Text-as-Data Analysis in Political Science: Unlocking Political Insights with New Research Tools

Political Methodology

Big Data

Code:

P025

Director: Michal Parizek

Charles University

Co-Director: Steffen Eckhard

Zeppelin University Friedrichshafen

Date, Time and Location

Tuesday 09:00 – Friday 17:00 (20/05/2025 – 23/05/2025)
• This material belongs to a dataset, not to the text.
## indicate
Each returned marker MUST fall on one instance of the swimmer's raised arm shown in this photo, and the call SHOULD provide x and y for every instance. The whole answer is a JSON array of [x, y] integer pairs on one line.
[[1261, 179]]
The workshop explores the rapidly advancing field of natural language processing (NLP), or text-as-data analysis, in political research. Its aim is to bring together researchers from diverse subfields of political science, using varied types of text data, and employing different NLP tools. It investigates how NLP is deployed for ever more nuanced and difficult text-analytical tasks and how it helps address important research questions through novel means. The workshop also explores best practices and standards for the use and validation of the most powerful but also largely opaque NLP tools, including LLMs and generative AI, in political research.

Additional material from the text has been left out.